Keywords: Prostate, Cancer

Motivation: Diagnosing clinically significant prostate cancer(PCa) while avoiding overdiagnosis is crucial. Quantitative imaging techniques allow for more objective assessment of prostate lesions. Magnetic resonance fingerprinting(MRF) combined with apparent diffusion coefficient(ADC) might allow quantitative characterization of prostate lesions. Further validation studies with histopathological correlation are required.

Goal(s): To evaluate the utility of MRF and ADC for quantitative characterization of prostate lesions and correlate our results with pathology.

Approach: This study included 106 biopsy-naive patients with elevated PSA levels that underwent an mpMRI exam with additional acquisition of MRF.

Results: ADC and MRF based relaxometry allow quantitative characterization of prostate lesions that correlate with histopathology.

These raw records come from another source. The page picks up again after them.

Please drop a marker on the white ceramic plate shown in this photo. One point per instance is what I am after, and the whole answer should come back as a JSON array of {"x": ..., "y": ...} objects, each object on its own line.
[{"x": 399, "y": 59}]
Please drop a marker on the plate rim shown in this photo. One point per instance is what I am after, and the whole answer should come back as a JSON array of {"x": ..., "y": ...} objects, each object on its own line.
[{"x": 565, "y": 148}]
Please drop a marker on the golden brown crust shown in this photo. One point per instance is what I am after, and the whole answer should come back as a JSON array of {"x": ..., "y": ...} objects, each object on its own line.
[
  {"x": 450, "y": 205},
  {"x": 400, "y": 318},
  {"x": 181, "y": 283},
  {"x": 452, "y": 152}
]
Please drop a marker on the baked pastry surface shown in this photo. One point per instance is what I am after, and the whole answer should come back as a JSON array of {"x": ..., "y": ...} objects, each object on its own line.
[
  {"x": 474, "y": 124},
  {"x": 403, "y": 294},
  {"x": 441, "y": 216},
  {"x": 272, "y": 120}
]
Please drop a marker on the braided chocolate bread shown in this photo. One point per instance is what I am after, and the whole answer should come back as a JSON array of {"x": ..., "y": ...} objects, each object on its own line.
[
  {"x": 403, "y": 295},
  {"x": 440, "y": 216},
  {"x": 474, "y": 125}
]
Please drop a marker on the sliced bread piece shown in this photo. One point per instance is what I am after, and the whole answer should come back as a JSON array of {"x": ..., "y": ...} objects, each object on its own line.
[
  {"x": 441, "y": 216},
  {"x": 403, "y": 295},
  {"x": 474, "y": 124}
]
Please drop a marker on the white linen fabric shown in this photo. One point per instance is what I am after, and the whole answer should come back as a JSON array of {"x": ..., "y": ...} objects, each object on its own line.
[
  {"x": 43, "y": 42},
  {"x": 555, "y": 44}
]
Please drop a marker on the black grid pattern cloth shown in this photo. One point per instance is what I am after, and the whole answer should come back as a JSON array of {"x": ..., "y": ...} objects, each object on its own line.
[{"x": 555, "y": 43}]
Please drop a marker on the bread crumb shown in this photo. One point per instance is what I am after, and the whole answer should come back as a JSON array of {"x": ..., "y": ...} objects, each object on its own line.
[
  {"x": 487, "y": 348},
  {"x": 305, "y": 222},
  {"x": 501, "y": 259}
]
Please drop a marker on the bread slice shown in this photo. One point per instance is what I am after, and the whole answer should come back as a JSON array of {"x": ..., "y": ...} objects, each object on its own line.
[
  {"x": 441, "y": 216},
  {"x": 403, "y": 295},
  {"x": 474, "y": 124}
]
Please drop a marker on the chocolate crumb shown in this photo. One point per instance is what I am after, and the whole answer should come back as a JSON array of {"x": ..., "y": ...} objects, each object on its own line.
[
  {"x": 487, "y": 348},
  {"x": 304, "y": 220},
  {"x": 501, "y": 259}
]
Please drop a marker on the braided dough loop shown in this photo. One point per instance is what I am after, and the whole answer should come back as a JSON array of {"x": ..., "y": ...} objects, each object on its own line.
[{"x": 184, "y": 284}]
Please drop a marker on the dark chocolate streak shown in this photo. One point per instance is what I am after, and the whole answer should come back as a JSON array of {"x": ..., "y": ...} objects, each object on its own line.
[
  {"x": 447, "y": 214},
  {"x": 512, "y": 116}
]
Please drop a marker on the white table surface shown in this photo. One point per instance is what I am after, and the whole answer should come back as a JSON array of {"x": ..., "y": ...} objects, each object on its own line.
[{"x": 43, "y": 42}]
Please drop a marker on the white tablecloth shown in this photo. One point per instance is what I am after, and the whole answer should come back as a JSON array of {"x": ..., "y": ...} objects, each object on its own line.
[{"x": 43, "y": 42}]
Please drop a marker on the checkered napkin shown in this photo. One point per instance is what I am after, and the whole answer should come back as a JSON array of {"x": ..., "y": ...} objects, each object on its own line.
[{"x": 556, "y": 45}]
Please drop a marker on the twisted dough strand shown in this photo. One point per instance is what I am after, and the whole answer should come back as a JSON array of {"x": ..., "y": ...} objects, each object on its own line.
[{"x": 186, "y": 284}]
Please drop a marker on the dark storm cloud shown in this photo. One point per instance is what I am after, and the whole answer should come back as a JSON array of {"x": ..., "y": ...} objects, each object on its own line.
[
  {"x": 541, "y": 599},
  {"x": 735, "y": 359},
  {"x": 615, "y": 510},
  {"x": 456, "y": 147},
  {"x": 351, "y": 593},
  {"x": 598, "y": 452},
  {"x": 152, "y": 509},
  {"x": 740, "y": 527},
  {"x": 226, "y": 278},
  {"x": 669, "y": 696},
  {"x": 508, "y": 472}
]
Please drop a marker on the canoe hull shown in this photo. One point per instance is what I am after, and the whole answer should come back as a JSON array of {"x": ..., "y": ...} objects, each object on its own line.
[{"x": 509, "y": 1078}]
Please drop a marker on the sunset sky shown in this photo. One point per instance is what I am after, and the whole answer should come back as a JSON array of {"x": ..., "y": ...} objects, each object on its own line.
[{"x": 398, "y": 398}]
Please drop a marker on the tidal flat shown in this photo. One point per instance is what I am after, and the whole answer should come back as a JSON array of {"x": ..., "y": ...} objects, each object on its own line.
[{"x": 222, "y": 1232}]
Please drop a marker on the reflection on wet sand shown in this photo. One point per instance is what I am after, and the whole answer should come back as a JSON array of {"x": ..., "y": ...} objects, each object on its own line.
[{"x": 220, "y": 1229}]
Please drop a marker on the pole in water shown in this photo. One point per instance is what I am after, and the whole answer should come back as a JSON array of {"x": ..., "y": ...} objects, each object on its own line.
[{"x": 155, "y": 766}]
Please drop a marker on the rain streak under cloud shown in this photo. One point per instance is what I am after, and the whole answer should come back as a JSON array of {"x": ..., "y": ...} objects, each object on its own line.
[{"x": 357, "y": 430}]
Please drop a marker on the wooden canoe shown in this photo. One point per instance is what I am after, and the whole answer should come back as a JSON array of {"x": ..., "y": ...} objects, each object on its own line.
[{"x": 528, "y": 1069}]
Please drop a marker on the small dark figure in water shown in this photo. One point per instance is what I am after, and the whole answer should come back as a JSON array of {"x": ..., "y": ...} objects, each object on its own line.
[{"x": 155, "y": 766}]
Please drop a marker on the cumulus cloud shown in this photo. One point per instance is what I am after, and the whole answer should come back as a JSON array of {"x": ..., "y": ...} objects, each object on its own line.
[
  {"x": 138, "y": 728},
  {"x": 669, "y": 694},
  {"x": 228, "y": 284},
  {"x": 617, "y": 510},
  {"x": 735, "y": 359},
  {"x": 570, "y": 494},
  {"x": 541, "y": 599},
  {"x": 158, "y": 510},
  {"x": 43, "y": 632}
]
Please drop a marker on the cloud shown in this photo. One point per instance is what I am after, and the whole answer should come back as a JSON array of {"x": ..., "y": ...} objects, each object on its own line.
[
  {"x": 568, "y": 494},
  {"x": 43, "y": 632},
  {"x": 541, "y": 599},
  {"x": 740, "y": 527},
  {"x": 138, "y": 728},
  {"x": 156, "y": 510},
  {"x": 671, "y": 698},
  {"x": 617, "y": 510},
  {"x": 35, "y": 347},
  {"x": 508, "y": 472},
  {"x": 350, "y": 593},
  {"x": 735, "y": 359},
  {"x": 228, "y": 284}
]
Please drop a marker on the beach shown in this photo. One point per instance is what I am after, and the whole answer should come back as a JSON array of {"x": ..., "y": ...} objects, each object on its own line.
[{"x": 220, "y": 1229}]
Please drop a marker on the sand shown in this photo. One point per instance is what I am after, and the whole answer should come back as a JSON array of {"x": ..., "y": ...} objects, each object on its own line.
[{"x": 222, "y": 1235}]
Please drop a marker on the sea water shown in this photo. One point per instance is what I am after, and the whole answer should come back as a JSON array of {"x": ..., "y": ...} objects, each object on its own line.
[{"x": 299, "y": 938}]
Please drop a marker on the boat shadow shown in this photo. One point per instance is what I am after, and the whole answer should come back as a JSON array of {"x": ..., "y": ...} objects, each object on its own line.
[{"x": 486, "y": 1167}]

Impact: There is growing interest in the clinical application of quantitative imaging techniques for more objective assessment of prostate lesions. MRF is a fast and efficient method that promises to quantitatively characterize PCa in the future.

Introduction

Diagnosing clinically significant prostate cancer (PCa) while avoiding overdiagnosis of low-malignant tumors is of key importance in routine clinical practice1. To increase interreader repeatability a semiquantitative scoring system for the diagnosis of clinically significant PCa, the Prostate Imaging Reporting & Data System (PI-RADS) 2.1, has been developed2, 3. However, non-negligible variation between the semiquantitative readouts remain4. Therefore, more quantitative metrics, including the apparent diffusion coefficient (ADC), have been studied to objectively measure and characterize PCa lesions4. Magnetic resonance fingerprinting (MRF) enables simultaneous measurement of T1 and T2 relaxation times in a time-efficient manner5. Initial studies have shown that MRF based relaxometry combined with ADC mapping might aid in the differentiation of normal peripheral zone (PZ) and transitional zone (TZ) from PCa and prostatitis6, 7. Prior to clinical application, further validation studies with larger patient collectives and histopathological correlation are required. In this study, we evaluate the utility of MRF and ADC mapping for characterizing prostate lesions in the PZ and TZ and correlate our results with pathology.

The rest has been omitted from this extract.